Figure S10. Distribution of roundness of un-deformed cells. Baseline level of deformability for a population of cells before entering the device.

Figure S11. Comparison between numerical and experimental analysis for a cell with an initial diameter of 16 μm. Near-field simulation and experimental results are presented at the maximum cell deformation states with different shear moduli (G₀) and strain. Color bar represents the stress distributions (MPa). All scale bars represent 20 μm.

Table S1. Comparison of microfluidics based deformability cytometers. Dashed lines in the cell focusing profile column represents the image focal planes.

Movie S1. MDA-MB-231 cell focusing. At Re ≈ 125, inertia passively focuses randomly-aligned incoming cells to a single-stream.

Movie S2. MDA-MB-231 cell deformation. At Re ≈ 125, a stream of single-cell chain formed by inertial effects enters and deforms with large strain upon collision at a T-junction. Our system measures the initial cell diameter and cell deformability (the ratio between two axes at the maximum deformation state) from the recorded image stacks close to real-time.

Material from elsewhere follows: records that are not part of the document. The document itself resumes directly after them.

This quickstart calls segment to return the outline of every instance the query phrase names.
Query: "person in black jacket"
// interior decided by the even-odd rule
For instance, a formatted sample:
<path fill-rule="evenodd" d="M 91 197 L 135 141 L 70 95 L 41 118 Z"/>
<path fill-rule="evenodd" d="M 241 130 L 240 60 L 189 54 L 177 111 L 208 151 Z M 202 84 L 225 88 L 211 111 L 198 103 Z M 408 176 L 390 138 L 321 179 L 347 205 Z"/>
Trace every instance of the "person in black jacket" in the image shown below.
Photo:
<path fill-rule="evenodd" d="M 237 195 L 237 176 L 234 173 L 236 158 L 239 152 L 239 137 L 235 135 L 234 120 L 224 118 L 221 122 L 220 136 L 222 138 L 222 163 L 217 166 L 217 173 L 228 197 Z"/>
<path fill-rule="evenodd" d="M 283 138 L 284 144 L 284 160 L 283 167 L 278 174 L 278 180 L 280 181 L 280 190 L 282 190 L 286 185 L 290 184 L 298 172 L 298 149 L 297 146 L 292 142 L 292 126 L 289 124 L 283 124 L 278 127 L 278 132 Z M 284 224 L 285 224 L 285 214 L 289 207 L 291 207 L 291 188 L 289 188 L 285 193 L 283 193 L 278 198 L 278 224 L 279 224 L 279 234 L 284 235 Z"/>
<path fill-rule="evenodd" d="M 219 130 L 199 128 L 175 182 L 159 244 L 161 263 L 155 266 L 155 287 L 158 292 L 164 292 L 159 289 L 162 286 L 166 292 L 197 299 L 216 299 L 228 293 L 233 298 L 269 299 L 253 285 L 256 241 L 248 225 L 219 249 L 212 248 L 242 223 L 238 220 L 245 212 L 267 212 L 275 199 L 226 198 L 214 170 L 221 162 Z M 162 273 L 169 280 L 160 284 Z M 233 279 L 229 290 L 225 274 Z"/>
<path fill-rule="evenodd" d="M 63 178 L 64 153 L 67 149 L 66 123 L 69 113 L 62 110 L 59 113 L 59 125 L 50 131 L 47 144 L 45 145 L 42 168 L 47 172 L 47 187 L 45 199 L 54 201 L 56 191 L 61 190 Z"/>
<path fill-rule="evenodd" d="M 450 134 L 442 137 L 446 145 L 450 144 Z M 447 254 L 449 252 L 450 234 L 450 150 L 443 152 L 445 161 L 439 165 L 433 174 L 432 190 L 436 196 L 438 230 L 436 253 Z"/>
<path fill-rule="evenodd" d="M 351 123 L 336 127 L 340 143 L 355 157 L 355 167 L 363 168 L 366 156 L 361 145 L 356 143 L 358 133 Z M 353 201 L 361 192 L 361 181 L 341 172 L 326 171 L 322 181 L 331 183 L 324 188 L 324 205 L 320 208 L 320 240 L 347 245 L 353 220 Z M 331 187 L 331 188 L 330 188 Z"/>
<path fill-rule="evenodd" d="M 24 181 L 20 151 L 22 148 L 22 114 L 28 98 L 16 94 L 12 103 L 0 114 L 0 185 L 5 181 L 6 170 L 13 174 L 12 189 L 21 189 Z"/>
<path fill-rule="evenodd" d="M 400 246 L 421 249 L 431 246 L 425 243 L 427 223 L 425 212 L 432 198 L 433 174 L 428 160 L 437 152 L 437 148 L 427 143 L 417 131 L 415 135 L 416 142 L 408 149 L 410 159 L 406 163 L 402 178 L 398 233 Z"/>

Movie S3. Fully automated system demonstration. With a single-start command, the entire process runs from sample loading, flow control, image acquisition, analysis to results visualization without any human intervention.

Movie S4. Far field 3D FEM simulation of cell deformation. The simulation movie shows pressure changes around a cell as it approaches to the channel wall.

Movie S5. Near-field 3D FEM simulation of cell deformation. The 3D nearfield simulations are represented for the velocity field and stress distribution during cell deformation process.